It can take 2 or 3 days for enough people to read a post to get a decent answer. What do you expect for free. Try the chat room if you want instant. At least you can talk to someone real time. Really boards aren't much good in a time-critical emergency, except for searching the old threads for a similar problem. 

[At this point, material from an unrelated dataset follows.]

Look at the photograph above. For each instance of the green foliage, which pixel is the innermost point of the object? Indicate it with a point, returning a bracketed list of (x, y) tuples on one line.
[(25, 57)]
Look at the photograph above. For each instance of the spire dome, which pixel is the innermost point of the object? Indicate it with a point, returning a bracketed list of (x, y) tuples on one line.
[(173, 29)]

And yes, I seldom post "I don't know". Better to leave it unanswered, then it will get flagged for TOS or anyone who looks at unanswered posts.


----------



## Tallonebball (Apr 6, 2009)

Wow I like how your making fun of us and judging us yet we did nothing wrong to you or your tank.
We replied, your the one who made the mistake in the first place, we aren't here 24/7 to answer all questions instantaneously.
Don't get mad at us because you messed up and expected us to have a miracle cure, and its also probably not good idea to bite the hand that feeds you either.


----------



## lohachata (Jan 27, 2006)

tallone.....you look like chevy chase in that pic...lol


----------



## Tallonebball (Apr 6, 2009)

good or bad? lol


----------



## ApplePie (Jan 21, 2010)

nice edit mods...


----------



## metalgeartux (Feb 24, 2010)

i thanked the ppl that helped me im sorry i care about my fish and i dont like to see them go crazy and then die im a very intense person when it comes to animals i guess i went a bit overboard with it...sorry deepest apologies


----------